The Senator John Heinz History Center is turning a long-vacant early 20th century chair warehouse on Penn Avenue into a home for its 135-year-old artifact collection and a new source of revenue to augment charitable donations.

The museum has spent nearly two years and $6 million renovating 1221 Penn Ave., the former nine-story brick warehouse of the Marietta Chair Co.

“When they build warehouses like that, it's as strong as Fort Knox,” said Betty Arenth, Heinz's senior vice president. “It can hold the collection we have stored on the upper floors without any problem at all.”

Arenth said staff began moving artifacts in November to the 97-year-old building, dubbed the Museum Support Center, which Heinz History Center bought for $1.35 million in 2011. It was vacant for about a decade.

In February 2013, the center received a $2 million state Redevelopment Assistance Capital Project grant and pledged a $4 million match.

Five of the floors will house the museum's artifact collection, which previously were shipped to storage facilities when not on display. Keeping them on-site means less opportunity for damage, Arenth said, and the museum will save about $70,000 a year in storage fees.

The building has a specially designed, Smithsonian-standard heating and air-conditioning system to control temperature and humidity. The three spare floors will be leased to other museums in the region, Arenth said.

“Over the next 25, 50, 70 years, as our collection grows, we will probably need those floors,” Arenth said.
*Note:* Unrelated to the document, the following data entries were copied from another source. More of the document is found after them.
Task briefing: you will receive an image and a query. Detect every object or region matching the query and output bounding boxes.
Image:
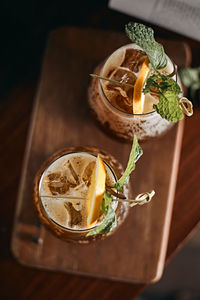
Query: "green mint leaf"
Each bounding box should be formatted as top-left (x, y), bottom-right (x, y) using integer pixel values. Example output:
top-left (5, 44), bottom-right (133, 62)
top-left (153, 90), bottom-right (184, 122)
top-left (86, 205), bottom-right (117, 236)
top-left (143, 74), bottom-right (183, 122)
top-left (116, 135), bottom-right (143, 188)
top-left (101, 191), bottom-right (113, 214)
top-left (125, 22), bottom-right (167, 70)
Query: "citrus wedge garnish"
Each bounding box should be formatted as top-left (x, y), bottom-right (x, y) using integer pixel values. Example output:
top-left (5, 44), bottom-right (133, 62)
top-left (133, 57), bottom-right (150, 114)
top-left (86, 155), bottom-right (106, 227)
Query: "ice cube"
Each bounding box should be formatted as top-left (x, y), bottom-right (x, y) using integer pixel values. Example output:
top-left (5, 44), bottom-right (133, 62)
top-left (104, 68), bottom-right (136, 113)
top-left (121, 49), bottom-right (146, 73)
top-left (64, 202), bottom-right (82, 227)
top-left (82, 161), bottom-right (95, 186)
top-left (64, 160), bottom-right (80, 187)
top-left (45, 172), bottom-right (70, 195)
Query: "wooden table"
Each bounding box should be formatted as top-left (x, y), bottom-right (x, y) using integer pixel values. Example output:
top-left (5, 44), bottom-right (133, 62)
top-left (0, 10), bottom-right (200, 300)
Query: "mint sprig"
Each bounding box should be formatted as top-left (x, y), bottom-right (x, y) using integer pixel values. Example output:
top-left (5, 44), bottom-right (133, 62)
top-left (116, 135), bottom-right (143, 186)
top-left (125, 22), bottom-right (167, 70)
top-left (86, 135), bottom-right (143, 236)
top-left (143, 73), bottom-right (184, 122)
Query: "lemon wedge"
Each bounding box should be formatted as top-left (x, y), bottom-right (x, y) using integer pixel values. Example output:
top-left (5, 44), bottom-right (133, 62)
top-left (133, 57), bottom-right (150, 114)
top-left (86, 155), bottom-right (106, 227)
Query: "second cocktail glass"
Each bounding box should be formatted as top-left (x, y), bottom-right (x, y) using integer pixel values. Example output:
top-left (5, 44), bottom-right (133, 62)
top-left (88, 44), bottom-right (177, 141)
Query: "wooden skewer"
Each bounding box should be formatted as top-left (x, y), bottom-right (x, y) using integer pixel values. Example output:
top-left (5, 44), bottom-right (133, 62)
top-left (40, 190), bottom-right (155, 207)
top-left (90, 74), bottom-right (134, 88)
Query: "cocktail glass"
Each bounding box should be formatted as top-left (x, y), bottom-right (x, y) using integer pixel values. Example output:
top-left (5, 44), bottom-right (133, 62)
top-left (88, 44), bottom-right (178, 141)
top-left (33, 147), bottom-right (129, 243)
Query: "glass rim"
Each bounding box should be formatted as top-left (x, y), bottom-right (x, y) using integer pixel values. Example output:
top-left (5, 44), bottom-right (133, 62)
top-left (38, 151), bottom-right (117, 233)
top-left (99, 43), bottom-right (177, 117)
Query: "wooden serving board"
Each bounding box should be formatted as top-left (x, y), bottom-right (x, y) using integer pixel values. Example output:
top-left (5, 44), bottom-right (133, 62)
top-left (12, 28), bottom-right (189, 283)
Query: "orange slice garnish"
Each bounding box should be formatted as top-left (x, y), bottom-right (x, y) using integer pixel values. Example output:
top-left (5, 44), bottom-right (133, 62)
top-left (86, 155), bottom-right (106, 227)
top-left (133, 57), bottom-right (150, 114)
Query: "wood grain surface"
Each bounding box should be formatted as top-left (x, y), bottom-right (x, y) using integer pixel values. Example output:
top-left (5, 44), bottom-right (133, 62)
top-left (12, 28), bottom-right (186, 283)
top-left (0, 25), bottom-right (200, 300)
top-left (0, 81), bottom-right (200, 300)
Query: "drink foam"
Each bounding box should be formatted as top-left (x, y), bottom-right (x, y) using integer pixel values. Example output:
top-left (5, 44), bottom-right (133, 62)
top-left (39, 152), bottom-right (117, 230)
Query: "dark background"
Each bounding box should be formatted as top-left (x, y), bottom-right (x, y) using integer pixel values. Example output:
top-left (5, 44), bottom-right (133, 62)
top-left (0, 0), bottom-right (200, 99)
top-left (0, 0), bottom-right (200, 300)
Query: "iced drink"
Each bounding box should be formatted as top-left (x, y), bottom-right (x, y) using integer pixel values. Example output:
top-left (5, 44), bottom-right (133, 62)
top-left (34, 148), bottom-right (128, 243)
top-left (88, 44), bottom-right (177, 140)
Elizabeth Merritt, founding director of the Washington-based nonprofit Center for the Future of Museums, an initiative of the American Alliance of Museums, said museums have had revenue streams sputter. Leasing space or running a conservation lab are ways to raise money, Merritt said.

“The economy is changing in fundamental ways, and museums are having to experiment with that,” she said.

For the tax year ending in June 2012, the center received almost $8.9 million in grants and contributions. The previous year, it received nearly $5.6 million, according to the center's tax filings.

Arenth said opening the center to special event rentals has helped generate revenue.

“We've had to become more entrepreneurial,” she said.

One storage floor will be open to the public, starting this fall. Visitors will be able to cross a newly built walkway from the main center to the fourth floor of the Museum Support Center for a “visible storage” exhibit, showcasing unique items from the museum's collection normally not on display, such as antique cars, Civil War-era artifacts and early 1900s police and fire equipment.

“It's not an exhibit that tells a single story; it's just some of the best of our collection,” Arenth said.

Finishing touches are in the works on the first floor. News releases from the museum have indicated a publicly accessible restoration center, though Arenth said an announcement regarding those plans is expected in April.

Contractors are restoring the original hardwood floors and adding lighting. Construction is expected to be finished by March.